After wrapping up its Havana pit stop, the Russian delegation under Shoigu’s leadership then flew to Venezuela on Friday.
Russia’s civil defense czar visited Moscow’s Latin American allies at an eventful time. For one thing, Moscow has promised to modernize Cuba and Nicaragua’s Soviet-era weapons, as well as train both their troops and police. The Kremlin has already sold billions of dollars worth of armaments and delivery systems to oil-rich Venezuela. Russian warships are slated to show up in Havana Bay this December, the second time since the Cold War. Last December, several months after two Blackjack bombers touched down at a Venezuelan air base, the Russian and Venezuelan navies drilled in the southern Caribbean Sea.

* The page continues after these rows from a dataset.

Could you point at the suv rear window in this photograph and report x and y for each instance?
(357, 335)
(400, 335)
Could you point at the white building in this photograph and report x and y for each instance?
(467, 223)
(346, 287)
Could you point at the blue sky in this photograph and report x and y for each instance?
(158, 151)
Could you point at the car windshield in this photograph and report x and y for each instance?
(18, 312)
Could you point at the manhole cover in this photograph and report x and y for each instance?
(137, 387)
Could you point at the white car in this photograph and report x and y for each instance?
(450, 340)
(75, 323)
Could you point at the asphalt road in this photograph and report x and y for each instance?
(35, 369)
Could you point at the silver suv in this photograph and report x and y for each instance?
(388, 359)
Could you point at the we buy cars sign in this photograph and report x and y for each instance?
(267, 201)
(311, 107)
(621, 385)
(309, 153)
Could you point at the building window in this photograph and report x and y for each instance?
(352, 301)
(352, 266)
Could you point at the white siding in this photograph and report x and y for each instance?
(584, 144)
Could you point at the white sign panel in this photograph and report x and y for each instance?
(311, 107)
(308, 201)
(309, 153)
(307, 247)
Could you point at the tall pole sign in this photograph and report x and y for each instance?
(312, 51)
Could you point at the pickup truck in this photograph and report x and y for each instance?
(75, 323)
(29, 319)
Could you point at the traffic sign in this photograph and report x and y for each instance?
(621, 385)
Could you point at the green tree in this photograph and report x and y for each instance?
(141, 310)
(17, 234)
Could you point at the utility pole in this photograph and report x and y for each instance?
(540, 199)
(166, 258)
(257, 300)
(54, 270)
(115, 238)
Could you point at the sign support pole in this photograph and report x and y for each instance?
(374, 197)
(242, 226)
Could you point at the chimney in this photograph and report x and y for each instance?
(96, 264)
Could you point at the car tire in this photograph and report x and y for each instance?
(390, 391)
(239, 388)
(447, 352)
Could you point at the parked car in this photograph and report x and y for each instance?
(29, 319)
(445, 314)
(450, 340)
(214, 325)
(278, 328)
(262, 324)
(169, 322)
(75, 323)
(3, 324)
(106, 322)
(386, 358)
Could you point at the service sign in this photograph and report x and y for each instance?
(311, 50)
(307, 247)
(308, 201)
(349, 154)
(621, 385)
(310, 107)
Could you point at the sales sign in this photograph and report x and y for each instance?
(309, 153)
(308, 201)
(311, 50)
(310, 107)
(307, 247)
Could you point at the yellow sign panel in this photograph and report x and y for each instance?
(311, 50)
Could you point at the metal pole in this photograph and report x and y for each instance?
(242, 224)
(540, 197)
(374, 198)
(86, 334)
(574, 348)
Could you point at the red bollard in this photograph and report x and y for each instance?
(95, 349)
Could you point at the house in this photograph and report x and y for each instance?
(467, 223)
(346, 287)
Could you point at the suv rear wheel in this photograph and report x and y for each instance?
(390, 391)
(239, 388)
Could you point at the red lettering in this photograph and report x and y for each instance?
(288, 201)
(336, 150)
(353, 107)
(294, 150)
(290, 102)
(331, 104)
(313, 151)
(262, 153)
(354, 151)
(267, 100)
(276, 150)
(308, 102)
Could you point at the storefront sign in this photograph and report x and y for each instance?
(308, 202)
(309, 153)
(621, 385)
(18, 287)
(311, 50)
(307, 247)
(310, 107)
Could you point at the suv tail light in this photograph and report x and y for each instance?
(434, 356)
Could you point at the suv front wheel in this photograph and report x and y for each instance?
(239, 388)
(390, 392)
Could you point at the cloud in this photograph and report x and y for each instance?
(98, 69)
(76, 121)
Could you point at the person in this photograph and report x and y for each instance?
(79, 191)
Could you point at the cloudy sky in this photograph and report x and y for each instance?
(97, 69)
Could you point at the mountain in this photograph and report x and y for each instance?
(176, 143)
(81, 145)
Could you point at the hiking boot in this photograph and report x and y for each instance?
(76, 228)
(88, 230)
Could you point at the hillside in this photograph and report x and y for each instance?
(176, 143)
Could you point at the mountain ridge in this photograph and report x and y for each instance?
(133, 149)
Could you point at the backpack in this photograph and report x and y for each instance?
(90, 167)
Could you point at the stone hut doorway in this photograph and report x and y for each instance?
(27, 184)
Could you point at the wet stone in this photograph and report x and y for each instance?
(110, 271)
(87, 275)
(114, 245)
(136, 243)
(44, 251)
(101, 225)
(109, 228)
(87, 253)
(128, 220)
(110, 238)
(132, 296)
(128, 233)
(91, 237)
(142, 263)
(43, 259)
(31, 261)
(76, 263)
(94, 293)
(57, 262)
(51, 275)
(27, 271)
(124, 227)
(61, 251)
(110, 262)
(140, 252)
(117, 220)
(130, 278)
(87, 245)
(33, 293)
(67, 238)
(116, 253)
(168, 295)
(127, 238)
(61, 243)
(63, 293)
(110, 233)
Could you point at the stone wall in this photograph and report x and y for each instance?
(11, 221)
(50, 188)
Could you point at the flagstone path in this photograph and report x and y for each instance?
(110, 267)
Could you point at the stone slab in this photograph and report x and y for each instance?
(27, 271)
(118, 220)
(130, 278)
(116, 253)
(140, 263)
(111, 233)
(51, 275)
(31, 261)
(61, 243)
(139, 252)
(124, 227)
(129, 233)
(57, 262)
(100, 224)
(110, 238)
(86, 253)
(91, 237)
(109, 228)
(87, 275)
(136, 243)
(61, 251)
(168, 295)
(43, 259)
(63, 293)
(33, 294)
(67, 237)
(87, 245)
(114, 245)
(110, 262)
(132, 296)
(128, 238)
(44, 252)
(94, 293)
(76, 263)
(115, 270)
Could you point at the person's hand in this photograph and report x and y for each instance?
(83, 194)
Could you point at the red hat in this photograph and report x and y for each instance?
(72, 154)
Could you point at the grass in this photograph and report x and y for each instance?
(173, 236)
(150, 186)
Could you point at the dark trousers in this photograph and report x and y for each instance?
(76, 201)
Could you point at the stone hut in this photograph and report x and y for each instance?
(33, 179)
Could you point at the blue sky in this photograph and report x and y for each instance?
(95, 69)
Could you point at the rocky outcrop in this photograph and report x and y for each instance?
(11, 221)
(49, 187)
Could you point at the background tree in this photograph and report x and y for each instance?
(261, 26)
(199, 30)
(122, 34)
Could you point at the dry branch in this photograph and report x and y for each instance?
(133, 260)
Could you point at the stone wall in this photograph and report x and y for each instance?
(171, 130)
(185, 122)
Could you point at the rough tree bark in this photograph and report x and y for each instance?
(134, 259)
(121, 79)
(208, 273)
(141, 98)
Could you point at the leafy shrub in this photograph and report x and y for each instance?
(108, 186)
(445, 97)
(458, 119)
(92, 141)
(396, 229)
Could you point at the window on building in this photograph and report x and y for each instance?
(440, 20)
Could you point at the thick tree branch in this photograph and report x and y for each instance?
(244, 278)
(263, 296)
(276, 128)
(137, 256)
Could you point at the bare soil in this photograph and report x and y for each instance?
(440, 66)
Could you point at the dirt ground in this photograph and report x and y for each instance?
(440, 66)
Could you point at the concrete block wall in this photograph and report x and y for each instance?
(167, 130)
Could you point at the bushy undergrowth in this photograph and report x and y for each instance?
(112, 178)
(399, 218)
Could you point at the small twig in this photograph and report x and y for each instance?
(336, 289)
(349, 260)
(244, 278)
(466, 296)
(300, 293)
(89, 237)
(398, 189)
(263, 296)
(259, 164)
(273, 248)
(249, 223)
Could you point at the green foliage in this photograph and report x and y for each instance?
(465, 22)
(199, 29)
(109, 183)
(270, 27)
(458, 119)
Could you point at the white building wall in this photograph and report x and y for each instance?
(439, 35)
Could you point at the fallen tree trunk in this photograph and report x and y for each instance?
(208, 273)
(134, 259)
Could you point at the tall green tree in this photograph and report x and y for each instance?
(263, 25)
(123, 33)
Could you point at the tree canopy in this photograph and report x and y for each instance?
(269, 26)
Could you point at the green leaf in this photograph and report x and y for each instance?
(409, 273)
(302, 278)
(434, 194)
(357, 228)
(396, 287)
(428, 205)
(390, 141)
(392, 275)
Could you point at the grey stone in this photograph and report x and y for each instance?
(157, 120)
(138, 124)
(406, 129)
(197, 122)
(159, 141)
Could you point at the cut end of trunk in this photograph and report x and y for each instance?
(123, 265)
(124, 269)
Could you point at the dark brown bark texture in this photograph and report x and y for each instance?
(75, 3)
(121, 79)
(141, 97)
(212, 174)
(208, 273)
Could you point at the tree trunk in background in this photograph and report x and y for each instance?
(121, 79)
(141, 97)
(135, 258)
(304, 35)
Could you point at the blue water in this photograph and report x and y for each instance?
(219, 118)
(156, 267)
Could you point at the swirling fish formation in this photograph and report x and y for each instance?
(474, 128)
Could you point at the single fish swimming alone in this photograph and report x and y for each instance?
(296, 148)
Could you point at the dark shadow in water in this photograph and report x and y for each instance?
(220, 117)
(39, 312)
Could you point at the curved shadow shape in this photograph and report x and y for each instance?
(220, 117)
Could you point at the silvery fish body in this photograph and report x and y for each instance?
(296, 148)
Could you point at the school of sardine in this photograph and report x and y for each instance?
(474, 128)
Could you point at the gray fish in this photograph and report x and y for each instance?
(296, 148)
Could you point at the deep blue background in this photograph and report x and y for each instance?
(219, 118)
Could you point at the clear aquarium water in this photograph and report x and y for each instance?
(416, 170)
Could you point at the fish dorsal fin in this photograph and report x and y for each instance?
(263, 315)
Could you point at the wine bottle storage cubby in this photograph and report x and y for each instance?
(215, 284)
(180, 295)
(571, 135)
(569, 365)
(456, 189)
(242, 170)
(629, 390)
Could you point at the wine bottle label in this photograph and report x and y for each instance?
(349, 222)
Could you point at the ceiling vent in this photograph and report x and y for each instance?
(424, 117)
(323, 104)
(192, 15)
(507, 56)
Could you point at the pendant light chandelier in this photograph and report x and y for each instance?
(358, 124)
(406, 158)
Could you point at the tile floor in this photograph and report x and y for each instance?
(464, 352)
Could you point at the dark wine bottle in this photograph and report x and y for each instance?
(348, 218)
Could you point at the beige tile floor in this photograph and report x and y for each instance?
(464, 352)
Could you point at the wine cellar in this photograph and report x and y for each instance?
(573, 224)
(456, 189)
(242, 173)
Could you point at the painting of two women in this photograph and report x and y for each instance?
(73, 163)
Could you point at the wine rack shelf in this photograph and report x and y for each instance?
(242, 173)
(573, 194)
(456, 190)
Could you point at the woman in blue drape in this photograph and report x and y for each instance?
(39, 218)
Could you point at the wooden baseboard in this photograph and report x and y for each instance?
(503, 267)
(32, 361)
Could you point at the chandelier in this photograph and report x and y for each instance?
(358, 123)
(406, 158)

Since last November, when fraudulent municipal elections were contested by the opposition, Nicaragua has teetered on the brink of another civil war instigated by power-hungry red dictator Ortega. On November 9 Nicaraguan authorities expelled Dutch politician Hans van Baalen after the conservative Member of the European Parliament urged Nicaragua’s liberal opposition to form a united front against the second FSLN regime. During his short stay in Managua, van Baalen met with former president Arnoldo Alemán, who was sentenced in 2003 to 20 years in prison for raiding US$100 million from the Nicaraguan treasury. As a result of a sordid compact with Ortega reached in 1999, however, the hopelessly corrupt Aleman was released from jail in early 2008.
Meanwhile, in response to last month’s US-Colombian military pact that will permit the deployment of 800 US counter-narcotics troops in neighboring Colombia, Hugo Chavez is “going ballistic.” Venezuela’s communist tyrant has once again dispatched troops to the border with Colombia with the intent of either intimidating the pro-Washington government in Bogota, or possibly rendering moral and/or material support to Colombia’s Marxist insurgents. During the March 2008 Andean Crisis the Venezuelan and Ecuadorean armies moved only 6,000 and 3,200 troops to their respective border with hated rival Colombia. Last week Chavez ordered the deployment of 15,000 troops to Venezuela’s southwest region, reportedly to combat Colombian anti-communist paramilitaries training in his country. For a number of years Chavez has accused the USA and Colombia of preparing to invade Venezuela, where he has been imposing a socialist revolution since 1999.
Last Sunday, during his weekly televised rant, Chavez told his military commanders: “Prepare yourselves for war. If you want peace you have to be ready for war.” In response, on Wednesday the government of Colombian President Alvaro Uribe lodged a formal complaint with the United Nations Security Council, alleging that Chavez’s most recent threats against Bogota are tantamount to a declaration of war. “We’ve handed over a letter explaining in detail concerns Colombia has about remarks by President Chavez and other sensitive matters,” Colombia’s foreign minister Jaime Bermudez told Reuters at the Asia Pacific Economic Cooperation Summit in Singapore. He added: “We have always said the door for dialogue is open … we have still not had any contact.” Bogota and Caracas do not presently have diplomatic relations with the other.